TEMPO.CO, Jakarta - Ketua Pengurus Besar Nahdlatul Ulama (PBNU) Ahmad Fahrur Rozi mengatakan, usulan sertifikasi juru dakwah merupakan wacana lama yang sudah dilakukan oleh MUI dan PBNU. Namun, sifatnya belum menjadi kewajiban.
"Sifatnya masih sukarela dan belum menjadi kewajiban karena belum ada aturan pemerintah," kata Fahrur saat dihubungi, Selasa 10 Desember 2024.
Fahrur mengatakan, sertifikasi penceramah sebetulnya sudah dilakukan di Malaysia. Pendakwah tidak boleh berceramah tanpa ada sertifikat dari pemerintah. "Bahkan, penceramah (bersertifikasi) di Malaysia mendapatkan gaji tetap setiap bulan dari pemerintah," kata Fahrur.
Berbeda dengan Indonesia, sertifikasi pendakwah masih ada polemik berkaitan dengan hak kebebasan berbicara dan berpendapat yang dilindungi UU.
Jangan Jadi Alat Diskriminasi yang Dianggap Berseberangan
Fahrur pun menyarankan sertifikasi dapat dimulai pemerintah untuk para da'i pada lingkungan BUMN dan kemenag.
Sertifikasi nanti pun harus obyektif dan tidak boleh menjadi diskriminasi terhadap da'i yang dianggap berseberangan dengan pemerintah. Sertifikasi sebaiknya dilaksanakan oleh lembaga keagamaan yang kredibel seperti PBNU, MUI dan Muhammadiyah.
Menteri Agama Nasaruddin Umar mengatakan Kementerian Agama tengah mengkaji usulan untuk mensertifikasi juru dakwah. Usulan untuk mensertifikasi pendakwah itu mengemuka setelah kontroversi pernyataan Miftah Maulana Habiburahman yang mengolok-olok penjual es teh.
"Sedang kami kaji (sertifikasi pendakwah)," kata Nasaruddin kepada awak media di Istana Merdeka, Senin, 9 Desember 2024.
Nasaruddin tidak menjelaskan lebih rinci mengenai perkembangan kajian itu. Ia hanya mengatakan Kementerian Agama tengah mengkaji usulan tersebut.

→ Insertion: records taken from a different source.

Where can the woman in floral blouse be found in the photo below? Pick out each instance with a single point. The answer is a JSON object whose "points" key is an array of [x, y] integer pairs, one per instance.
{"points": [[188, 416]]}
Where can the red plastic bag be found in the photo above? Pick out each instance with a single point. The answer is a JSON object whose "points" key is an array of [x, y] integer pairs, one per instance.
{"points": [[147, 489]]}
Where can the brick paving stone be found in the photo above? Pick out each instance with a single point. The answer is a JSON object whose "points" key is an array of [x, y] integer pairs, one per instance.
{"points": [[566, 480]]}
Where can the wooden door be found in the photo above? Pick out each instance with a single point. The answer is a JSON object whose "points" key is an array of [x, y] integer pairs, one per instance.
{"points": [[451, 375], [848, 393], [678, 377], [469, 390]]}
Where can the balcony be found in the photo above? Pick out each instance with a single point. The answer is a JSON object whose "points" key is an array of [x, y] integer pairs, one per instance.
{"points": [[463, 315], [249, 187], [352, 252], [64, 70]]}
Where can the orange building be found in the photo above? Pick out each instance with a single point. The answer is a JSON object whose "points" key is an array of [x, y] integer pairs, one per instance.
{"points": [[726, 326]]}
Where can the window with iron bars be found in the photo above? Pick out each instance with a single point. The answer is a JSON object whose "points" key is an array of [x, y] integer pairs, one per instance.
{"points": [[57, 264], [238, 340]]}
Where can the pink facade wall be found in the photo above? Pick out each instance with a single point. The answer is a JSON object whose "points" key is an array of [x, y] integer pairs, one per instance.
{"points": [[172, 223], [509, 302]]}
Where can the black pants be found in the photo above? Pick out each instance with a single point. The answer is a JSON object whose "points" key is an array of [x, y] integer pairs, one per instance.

Usulan sertifikasi pendakwah datang dari anggota Komisi VIII Dewan Perwakilan Rakyat, Maman Imanul Haq. Ia meminta Kementerian Agama melakukan sertifikasi terhadap juru dakwah untuk memastikan para pendakwah memiliki kapasitas yang memadai dalam menyampaikan nilai-nilai keagamaan.
Usulan Maman ini merupakan respons atas pernyataan pendakwah Miftah Maulana yang mengolok-olok penjual es. Pernyataan Miftah ini menjadi sorotan berbagai kalangan karena statusnya sebagai Utusan Khusus Presiden Bidang Kerukunan Beragama dan Pembinaan Sarana Keagamaan.
Miftah lantas menyatakan mundur sebagai pembantu Presiden Prabowo Subianto dalam konferensi pers di kediamannya, Pondok Pesantren Ora Aji, Sleman, DI Yogyakarta, Jumat pekan lalu. "Keputusan mundur ini saya ambil karena rasa cinta, hormat, dan tanggung jawab saya yang mendalam kepada Bapak Presiden Prabowo Subianto serta seluruh masyarakat Indonesia," kata Miftah.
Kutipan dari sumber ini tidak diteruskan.